Steckler has been living in New York for several years now — teaching, working on a PhD in composition at NYU. But he's never given up writing for — or playing with — this band, who come to Ryles next Tuesday. Whatever the sources of the music, it brings about high emotions and alternately ferocious and lyrical playing. Listen to the way Jared Sims's tenor sax tears into the groove on album opener "Food Blogger," or Charlie Kohlhase's free-flowing ruminations over high reeds (almost like flutes) on "Madame Bonsilene." Steckler has become particularly adept at timbral colors, especially when he writes for flutes. The controlled chamber-group dissonances of "Madame Bonsilene" suggests classical procedures, but with a bit of grit in the grooves. And aside from the more "abstract" references, there are simpler pleasures here too. "Silent Movie, Russia 1995" has a lovely minor-key folk melody for Sims's clarinet, and a bit of oom-pah in its klezmer-like journey.
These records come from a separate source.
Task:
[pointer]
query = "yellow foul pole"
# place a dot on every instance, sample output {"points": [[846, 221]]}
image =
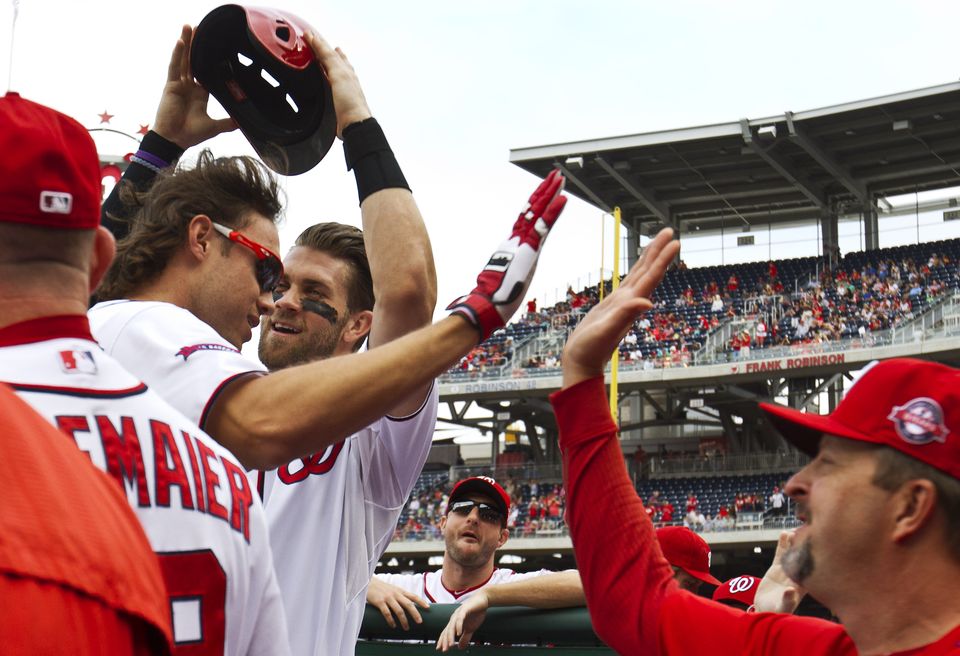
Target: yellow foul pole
{"points": [[603, 231], [615, 360]]}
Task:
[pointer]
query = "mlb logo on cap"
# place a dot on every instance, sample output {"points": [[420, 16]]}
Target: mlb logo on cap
{"points": [[50, 174], [78, 362]]}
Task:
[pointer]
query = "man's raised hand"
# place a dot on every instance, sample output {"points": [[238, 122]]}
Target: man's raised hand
{"points": [[182, 114], [589, 346], [394, 602], [505, 279]]}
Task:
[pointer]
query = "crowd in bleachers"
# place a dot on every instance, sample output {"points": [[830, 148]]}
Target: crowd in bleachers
{"points": [[795, 302], [717, 503]]}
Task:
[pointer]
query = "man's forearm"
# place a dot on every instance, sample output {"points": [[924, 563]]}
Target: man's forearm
{"points": [[270, 420], [558, 590]]}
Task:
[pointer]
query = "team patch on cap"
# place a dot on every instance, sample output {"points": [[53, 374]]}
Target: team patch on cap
{"points": [[77, 362], [919, 421]]}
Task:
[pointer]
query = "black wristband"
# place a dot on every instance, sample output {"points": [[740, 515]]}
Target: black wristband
{"points": [[369, 156]]}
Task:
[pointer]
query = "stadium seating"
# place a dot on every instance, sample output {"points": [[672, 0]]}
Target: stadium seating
{"points": [[798, 299]]}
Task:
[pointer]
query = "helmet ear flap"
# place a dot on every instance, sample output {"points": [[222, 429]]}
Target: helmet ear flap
{"points": [[256, 63]]}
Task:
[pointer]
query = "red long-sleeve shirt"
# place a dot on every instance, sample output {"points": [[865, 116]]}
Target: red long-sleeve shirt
{"points": [[635, 605]]}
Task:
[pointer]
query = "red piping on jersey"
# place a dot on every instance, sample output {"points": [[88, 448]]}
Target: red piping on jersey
{"points": [[45, 328], [456, 595], [217, 392]]}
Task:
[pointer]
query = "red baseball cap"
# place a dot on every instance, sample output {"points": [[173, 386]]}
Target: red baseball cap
{"points": [[50, 174], [741, 589], [910, 405], [481, 485], [685, 549]]}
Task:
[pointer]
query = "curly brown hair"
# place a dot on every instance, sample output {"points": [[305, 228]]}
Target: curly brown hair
{"points": [[346, 243], [227, 189]]}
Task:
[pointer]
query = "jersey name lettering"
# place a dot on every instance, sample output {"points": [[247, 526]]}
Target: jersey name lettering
{"points": [[123, 451], [317, 464]]}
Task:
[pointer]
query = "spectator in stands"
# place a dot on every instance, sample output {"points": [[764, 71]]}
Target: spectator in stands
{"points": [[688, 555], [739, 592], [733, 284], [881, 503]]}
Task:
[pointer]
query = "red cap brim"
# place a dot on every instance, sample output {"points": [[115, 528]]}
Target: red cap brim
{"points": [[804, 429]]}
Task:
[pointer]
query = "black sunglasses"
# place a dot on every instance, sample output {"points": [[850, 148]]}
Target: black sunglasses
{"points": [[269, 268], [487, 512]]}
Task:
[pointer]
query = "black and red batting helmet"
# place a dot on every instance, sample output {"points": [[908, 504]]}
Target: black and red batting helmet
{"points": [[256, 63]]}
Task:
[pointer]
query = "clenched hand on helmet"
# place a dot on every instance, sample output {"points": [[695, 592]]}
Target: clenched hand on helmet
{"points": [[182, 114]]}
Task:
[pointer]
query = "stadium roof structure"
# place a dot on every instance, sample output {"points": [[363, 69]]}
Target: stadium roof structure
{"points": [[793, 167]]}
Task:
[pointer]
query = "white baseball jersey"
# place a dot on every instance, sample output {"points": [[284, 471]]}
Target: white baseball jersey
{"points": [[428, 585], [182, 358], [331, 517], [198, 509]]}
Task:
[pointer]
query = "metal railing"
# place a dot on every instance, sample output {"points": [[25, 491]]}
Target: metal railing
{"points": [[724, 464]]}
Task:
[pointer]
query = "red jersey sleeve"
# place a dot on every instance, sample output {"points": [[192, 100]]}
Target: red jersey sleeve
{"points": [[635, 606]]}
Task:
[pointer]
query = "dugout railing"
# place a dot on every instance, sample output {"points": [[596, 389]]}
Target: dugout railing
{"points": [[506, 631]]}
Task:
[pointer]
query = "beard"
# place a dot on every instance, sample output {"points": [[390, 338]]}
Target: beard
{"points": [[798, 562], [278, 354], [470, 560]]}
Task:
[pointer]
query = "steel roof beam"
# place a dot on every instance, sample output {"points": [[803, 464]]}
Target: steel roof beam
{"points": [[783, 167], [583, 187], [799, 136], [645, 196]]}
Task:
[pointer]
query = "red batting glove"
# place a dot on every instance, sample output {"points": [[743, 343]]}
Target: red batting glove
{"points": [[503, 283]]}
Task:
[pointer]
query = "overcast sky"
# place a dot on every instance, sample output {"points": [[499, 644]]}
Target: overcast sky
{"points": [[456, 85]]}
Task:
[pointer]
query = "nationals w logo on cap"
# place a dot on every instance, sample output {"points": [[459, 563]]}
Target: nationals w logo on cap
{"points": [[919, 421]]}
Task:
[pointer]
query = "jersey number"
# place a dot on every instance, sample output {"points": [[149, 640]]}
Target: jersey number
{"points": [[197, 587]]}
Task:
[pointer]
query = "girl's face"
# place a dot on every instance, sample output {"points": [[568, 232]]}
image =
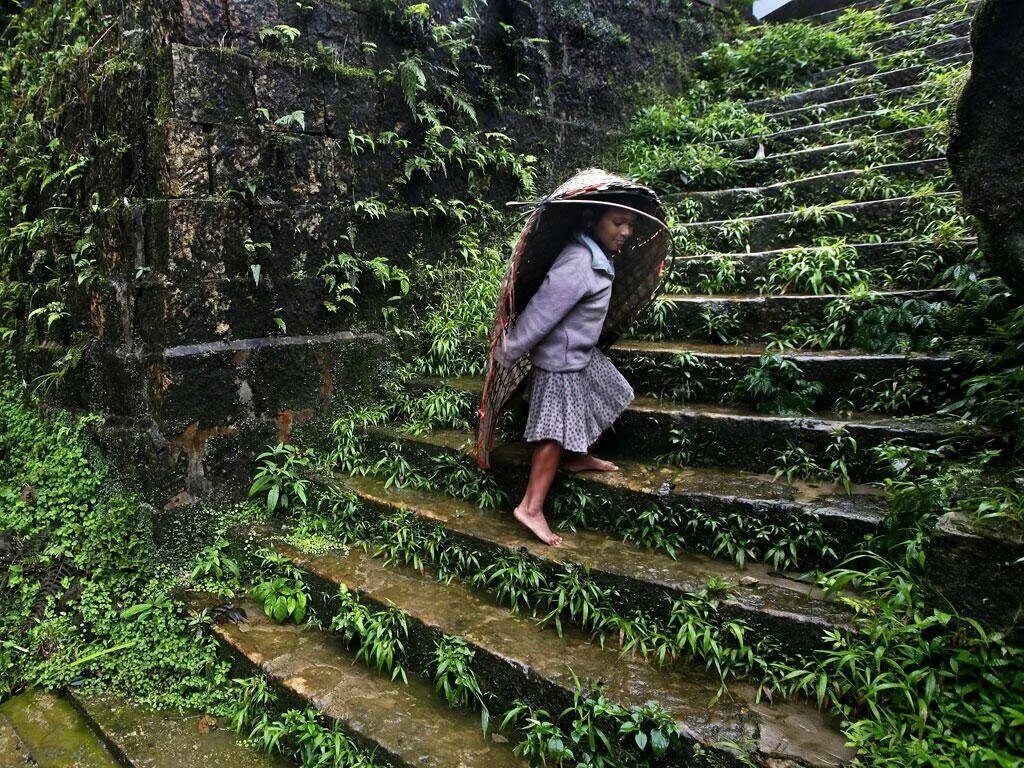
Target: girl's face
{"points": [[613, 228]]}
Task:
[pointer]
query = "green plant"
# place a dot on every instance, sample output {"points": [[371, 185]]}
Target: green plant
{"points": [[379, 634], [777, 386], [215, 570], [795, 462], [515, 579], [455, 679], [817, 270], [721, 323], [284, 593], [280, 476]]}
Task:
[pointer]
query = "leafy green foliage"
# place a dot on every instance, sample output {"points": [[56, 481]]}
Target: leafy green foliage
{"points": [[597, 732], [283, 593], [378, 635], [83, 600], [777, 386], [455, 679], [280, 476]]}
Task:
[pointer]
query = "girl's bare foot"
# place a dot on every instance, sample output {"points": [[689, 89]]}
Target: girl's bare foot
{"points": [[537, 522], [588, 462]]}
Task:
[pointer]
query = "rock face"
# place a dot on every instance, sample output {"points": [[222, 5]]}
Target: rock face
{"points": [[211, 323], [986, 148]]}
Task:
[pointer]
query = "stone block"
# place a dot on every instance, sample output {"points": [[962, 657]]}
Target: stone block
{"points": [[196, 239], [202, 388], [301, 237], [978, 567], [179, 157], [211, 85], [233, 160], [299, 169], [201, 23], [351, 103], [283, 89], [339, 28], [247, 17]]}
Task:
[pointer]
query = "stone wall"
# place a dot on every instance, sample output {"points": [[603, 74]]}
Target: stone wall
{"points": [[986, 147], [214, 335]]}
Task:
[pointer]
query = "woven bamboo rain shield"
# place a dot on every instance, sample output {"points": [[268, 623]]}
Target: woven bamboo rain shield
{"points": [[548, 229]]}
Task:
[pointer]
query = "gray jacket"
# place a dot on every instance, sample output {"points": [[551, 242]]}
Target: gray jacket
{"points": [[562, 323]]}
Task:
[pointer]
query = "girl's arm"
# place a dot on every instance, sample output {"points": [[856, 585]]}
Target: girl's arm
{"points": [[564, 285]]}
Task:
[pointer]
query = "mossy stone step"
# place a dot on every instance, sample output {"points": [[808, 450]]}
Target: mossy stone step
{"points": [[13, 753], [915, 10], [824, 112], [795, 613], [910, 143], [934, 51], [721, 436], [844, 89], [150, 738], [656, 368], [799, 227], [513, 659], [407, 724], [862, 126], [752, 316], [691, 493], [53, 732], [912, 37], [906, 264], [782, 196], [716, 435]]}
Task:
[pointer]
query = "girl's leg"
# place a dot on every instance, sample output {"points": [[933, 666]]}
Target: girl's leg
{"points": [[542, 473], [584, 462]]}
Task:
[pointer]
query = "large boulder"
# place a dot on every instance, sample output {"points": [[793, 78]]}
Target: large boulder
{"points": [[986, 148]]}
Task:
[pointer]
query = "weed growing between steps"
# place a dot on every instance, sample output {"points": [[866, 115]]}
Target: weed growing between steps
{"points": [[84, 604]]}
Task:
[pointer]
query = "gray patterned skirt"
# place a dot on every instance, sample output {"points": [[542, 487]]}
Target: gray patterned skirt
{"points": [[574, 407]]}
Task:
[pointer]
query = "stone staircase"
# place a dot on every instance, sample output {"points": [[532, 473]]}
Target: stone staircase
{"points": [[101, 731], [689, 449]]}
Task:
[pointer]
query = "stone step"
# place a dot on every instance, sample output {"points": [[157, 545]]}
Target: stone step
{"points": [[711, 372], [918, 11], [790, 610], [698, 498], [51, 732], [801, 226], [907, 144], [933, 51], [824, 112], [139, 736], [873, 82], [859, 126], [924, 34], [711, 434], [914, 11], [512, 659], [740, 317], [893, 258], [723, 436], [407, 724], [725, 204]]}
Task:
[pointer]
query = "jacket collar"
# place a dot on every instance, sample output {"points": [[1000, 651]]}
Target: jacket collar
{"points": [[598, 259]]}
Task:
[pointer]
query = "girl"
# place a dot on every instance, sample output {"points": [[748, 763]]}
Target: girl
{"points": [[576, 392]]}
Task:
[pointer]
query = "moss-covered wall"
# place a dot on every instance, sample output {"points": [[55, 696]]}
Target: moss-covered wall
{"points": [[214, 326], [986, 148]]}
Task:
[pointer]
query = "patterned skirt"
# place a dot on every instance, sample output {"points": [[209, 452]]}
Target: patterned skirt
{"points": [[576, 407]]}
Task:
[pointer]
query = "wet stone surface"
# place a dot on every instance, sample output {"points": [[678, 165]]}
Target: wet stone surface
{"points": [[534, 663], [410, 725], [166, 739], [54, 733], [796, 613]]}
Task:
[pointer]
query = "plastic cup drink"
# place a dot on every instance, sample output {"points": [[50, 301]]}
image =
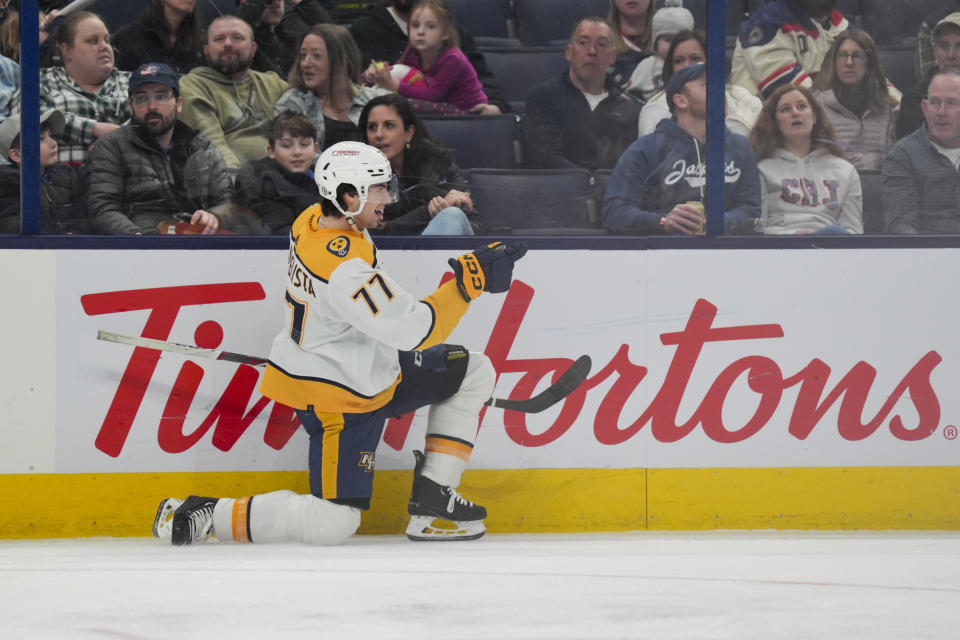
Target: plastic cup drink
{"points": [[696, 204]]}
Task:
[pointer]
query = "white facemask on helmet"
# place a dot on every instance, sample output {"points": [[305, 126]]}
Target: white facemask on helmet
{"points": [[356, 164]]}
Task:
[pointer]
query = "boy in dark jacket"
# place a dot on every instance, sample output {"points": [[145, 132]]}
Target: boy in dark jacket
{"points": [[62, 196], [279, 187]]}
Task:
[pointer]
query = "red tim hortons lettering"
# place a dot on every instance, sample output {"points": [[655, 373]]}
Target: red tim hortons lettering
{"points": [[164, 304]]}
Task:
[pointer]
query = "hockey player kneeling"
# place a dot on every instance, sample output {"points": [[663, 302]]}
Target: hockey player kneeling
{"points": [[356, 349]]}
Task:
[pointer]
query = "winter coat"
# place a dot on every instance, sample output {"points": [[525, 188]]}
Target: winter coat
{"points": [[275, 194], [234, 116], [809, 193], [62, 200], [560, 131], [742, 110], [380, 38], [134, 184], [921, 188], [668, 168], [865, 139], [436, 176]]}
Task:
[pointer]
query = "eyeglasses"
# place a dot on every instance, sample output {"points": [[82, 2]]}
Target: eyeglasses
{"points": [[856, 57], [140, 99], [937, 103]]}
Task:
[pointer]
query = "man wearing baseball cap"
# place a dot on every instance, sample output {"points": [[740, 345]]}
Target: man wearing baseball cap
{"points": [[155, 169], [659, 184], [946, 54], [62, 205]]}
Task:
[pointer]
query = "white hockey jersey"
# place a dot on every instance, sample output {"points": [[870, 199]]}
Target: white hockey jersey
{"points": [[346, 320], [780, 44]]}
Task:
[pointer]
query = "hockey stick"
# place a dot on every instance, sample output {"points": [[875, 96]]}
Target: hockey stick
{"points": [[564, 386]]}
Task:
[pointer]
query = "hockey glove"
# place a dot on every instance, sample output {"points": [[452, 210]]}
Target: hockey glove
{"points": [[488, 268]]}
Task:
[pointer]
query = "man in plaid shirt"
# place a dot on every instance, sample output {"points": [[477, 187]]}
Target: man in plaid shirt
{"points": [[88, 90], [921, 180]]}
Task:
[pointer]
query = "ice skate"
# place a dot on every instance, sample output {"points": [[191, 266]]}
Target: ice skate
{"points": [[188, 521], [430, 500]]}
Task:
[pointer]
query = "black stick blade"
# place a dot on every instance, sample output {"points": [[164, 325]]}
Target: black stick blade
{"points": [[564, 386]]}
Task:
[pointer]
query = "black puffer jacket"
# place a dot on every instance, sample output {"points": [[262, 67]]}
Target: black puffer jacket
{"points": [[134, 184], [62, 200], [435, 176], [275, 194]]}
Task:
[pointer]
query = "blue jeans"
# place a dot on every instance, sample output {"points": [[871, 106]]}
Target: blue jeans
{"points": [[451, 221]]}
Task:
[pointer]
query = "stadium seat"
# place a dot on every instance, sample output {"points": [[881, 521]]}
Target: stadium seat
{"points": [[518, 70], [483, 18], [549, 22], [873, 221], [478, 141], [532, 202], [898, 64]]}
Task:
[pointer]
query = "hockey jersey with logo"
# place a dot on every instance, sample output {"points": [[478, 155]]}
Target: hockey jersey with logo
{"points": [[780, 43], [667, 168], [346, 320]]}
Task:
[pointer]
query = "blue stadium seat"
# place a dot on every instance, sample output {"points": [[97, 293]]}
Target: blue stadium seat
{"points": [[873, 221], [898, 64], [549, 22], [531, 202], [483, 18], [478, 141], [518, 70]]}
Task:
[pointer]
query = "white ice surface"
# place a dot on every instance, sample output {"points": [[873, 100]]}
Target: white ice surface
{"points": [[637, 585]]}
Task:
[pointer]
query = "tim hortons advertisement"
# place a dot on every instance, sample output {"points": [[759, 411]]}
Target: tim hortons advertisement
{"points": [[700, 359]]}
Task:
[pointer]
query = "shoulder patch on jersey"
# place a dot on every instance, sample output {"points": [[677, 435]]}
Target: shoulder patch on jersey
{"points": [[339, 246]]}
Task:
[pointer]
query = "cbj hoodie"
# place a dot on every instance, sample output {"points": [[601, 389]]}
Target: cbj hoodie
{"points": [[809, 193], [667, 168]]}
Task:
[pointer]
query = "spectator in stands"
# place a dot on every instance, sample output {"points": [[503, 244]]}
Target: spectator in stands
{"points": [[807, 186], [278, 33], [925, 60], [226, 101], [279, 187], [632, 24], [433, 198], [381, 33], [62, 186], [646, 79], [857, 99], [659, 184], [921, 181], [432, 72], [156, 169], [326, 87], [9, 85], [946, 53], [168, 31], [785, 41], [687, 48], [88, 90], [581, 118]]}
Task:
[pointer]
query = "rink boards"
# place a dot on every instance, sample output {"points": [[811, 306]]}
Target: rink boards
{"points": [[796, 389]]}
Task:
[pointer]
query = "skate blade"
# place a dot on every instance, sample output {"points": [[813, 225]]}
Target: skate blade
{"points": [[163, 522], [424, 529]]}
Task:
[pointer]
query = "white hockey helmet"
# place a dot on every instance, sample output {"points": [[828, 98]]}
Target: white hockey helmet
{"points": [[353, 163]]}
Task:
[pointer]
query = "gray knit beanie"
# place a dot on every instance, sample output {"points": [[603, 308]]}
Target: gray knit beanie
{"points": [[670, 20]]}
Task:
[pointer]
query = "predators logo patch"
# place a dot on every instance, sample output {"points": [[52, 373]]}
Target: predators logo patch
{"points": [[339, 246]]}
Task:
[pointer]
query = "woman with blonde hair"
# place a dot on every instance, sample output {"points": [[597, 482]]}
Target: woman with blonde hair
{"points": [[632, 25], [859, 102], [806, 185], [325, 84]]}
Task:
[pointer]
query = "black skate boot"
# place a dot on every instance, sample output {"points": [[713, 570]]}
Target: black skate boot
{"points": [[187, 522], [430, 500]]}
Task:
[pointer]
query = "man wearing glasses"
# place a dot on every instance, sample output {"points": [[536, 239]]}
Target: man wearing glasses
{"points": [[946, 53], [156, 169]]}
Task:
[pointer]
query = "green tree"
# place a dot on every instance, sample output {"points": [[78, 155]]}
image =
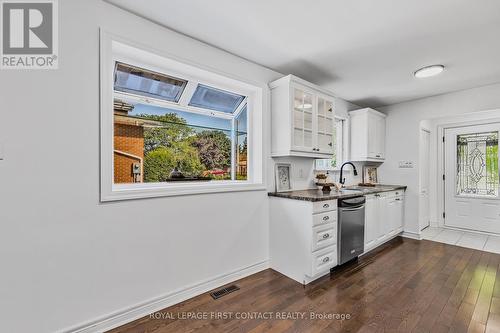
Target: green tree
{"points": [[173, 129], [159, 162], [214, 149]]}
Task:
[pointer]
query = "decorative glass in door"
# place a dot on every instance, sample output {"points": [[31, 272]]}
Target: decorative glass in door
{"points": [[477, 164], [302, 119], [326, 131]]}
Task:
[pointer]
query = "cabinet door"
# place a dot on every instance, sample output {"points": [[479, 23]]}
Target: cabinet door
{"points": [[383, 217], [399, 212], [302, 127], [380, 145], [325, 125], [371, 223], [376, 136], [372, 135], [392, 216]]}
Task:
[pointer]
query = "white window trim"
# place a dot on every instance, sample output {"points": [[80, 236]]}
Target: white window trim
{"points": [[112, 48]]}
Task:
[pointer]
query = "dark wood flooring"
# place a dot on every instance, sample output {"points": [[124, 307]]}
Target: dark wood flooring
{"points": [[406, 286]]}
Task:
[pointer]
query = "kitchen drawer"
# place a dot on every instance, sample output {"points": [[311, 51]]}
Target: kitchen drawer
{"points": [[324, 218], [324, 236], [324, 260], [324, 206]]}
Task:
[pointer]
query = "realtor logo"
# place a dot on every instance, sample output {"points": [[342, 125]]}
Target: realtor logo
{"points": [[29, 34]]}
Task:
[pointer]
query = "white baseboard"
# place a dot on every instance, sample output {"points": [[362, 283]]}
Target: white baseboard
{"points": [[412, 235], [137, 311]]}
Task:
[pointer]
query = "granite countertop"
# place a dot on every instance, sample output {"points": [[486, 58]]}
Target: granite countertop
{"points": [[347, 192]]}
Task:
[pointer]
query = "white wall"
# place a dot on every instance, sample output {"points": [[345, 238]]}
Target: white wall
{"points": [[67, 259], [402, 138]]}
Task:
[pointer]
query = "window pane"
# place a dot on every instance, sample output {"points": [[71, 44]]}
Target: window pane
{"points": [[477, 164], [152, 142], [215, 99], [142, 82], [241, 145]]}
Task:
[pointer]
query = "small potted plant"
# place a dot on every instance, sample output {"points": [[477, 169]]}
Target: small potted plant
{"points": [[322, 180], [321, 177]]}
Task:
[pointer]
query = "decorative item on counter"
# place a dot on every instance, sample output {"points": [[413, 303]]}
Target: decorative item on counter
{"points": [[283, 174], [323, 181], [369, 175]]}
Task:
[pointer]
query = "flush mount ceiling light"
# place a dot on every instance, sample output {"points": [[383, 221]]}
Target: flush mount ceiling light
{"points": [[428, 71]]}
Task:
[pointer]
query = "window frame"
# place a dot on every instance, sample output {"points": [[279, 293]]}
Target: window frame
{"points": [[114, 48]]}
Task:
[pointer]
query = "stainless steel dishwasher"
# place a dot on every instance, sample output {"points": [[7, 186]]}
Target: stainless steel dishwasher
{"points": [[351, 228]]}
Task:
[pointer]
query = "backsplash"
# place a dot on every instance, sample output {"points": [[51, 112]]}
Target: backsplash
{"points": [[303, 173]]}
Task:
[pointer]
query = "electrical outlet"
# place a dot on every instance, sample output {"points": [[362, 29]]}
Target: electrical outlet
{"points": [[406, 164]]}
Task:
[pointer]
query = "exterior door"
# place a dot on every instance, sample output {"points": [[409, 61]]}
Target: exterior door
{"points": [[424, 209], [472, 177]]}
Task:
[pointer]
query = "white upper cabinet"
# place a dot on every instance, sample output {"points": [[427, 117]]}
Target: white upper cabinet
{"points": [[367, 135], [302, 119]]}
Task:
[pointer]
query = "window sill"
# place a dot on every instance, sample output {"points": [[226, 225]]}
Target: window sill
{"points": [[143, 191]]}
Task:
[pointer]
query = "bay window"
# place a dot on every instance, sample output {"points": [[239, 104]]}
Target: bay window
{"points": [[169, 128]]}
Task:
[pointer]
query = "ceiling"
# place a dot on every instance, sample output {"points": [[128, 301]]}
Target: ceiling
{"points": [[364, 51]]}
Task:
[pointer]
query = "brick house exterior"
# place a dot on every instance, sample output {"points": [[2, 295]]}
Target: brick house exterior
{"points": [[128, 146], [129, 150]]}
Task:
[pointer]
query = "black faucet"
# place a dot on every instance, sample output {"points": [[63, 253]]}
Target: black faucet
{"points": [[342, 180]]}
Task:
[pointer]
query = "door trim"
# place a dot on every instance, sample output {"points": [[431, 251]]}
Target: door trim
{"points": [[424, 129], [441, 193]]}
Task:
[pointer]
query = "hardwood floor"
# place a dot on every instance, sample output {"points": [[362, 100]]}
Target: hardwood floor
{"points": [[406, 286]]}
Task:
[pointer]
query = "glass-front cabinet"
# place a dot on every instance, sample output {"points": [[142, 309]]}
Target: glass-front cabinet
{"points": [[303, 119], [313, 121], [325, 121]]}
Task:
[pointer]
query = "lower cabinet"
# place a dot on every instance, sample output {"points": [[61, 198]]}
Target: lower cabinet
{"points": [[303, 238], [384, 214]]}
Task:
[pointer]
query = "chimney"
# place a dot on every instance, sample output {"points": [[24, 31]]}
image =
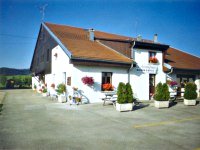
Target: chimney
{"points": [[91, 34], [139, 38], [155, 38]]}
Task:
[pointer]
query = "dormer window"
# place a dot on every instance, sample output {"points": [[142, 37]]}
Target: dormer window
{"points": [[152, 57]]}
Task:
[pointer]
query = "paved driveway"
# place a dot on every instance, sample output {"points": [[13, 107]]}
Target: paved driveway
{"points": [[29, 121]]}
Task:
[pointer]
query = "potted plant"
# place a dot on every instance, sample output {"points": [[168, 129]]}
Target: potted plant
{"points": [[124, 97], [190, 94], [89, 81], [61, 89], [161, 96], [107, 87], [44, 92], [153, 60]]}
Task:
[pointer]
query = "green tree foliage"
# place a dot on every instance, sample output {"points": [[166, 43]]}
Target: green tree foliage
{"points": [[129, 93], [190, 91], [158, 93], [162, 92]]}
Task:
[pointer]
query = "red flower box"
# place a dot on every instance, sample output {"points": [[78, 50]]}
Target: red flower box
{"points": [[88, 80]]}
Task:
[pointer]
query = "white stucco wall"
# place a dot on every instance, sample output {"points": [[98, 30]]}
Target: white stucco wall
{"points": [[140, 79], [61, 68]]}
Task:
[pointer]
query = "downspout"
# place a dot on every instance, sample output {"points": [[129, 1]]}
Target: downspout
{"points": [[131, 63]]}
And "Township Jive Revisited" suggests the joyful South African funk of bands like Ladysmith Black Mambazo with maybe a bit of jazz master Abdullah Ibrahim thrown in.
"I'm not a purist in any of this stuff," Steckler tells me on the phone from New York with a chuckle. "People know that by now."
The programmatic framework of the album can partly be explained by the CD's source in a commission from Chamber Music America. A thematic narrative, after all, tends to sound better in a grant proposal than a "pure" musical scheme.
Not that Steckler isn't sincere. "Even though it was a commission, and I gave it a title and there's a theme that ties everything together, I had to go a little bit into the composing process before I knew what it was about. I don't want to speak for all composers, but I guess I'm not the only one who works that way." But why not? Ask the composers of "Nostalgia in Times Square," "Skating in Central Park," or, hell, even Symphonie fantastique what came first, music or narrative.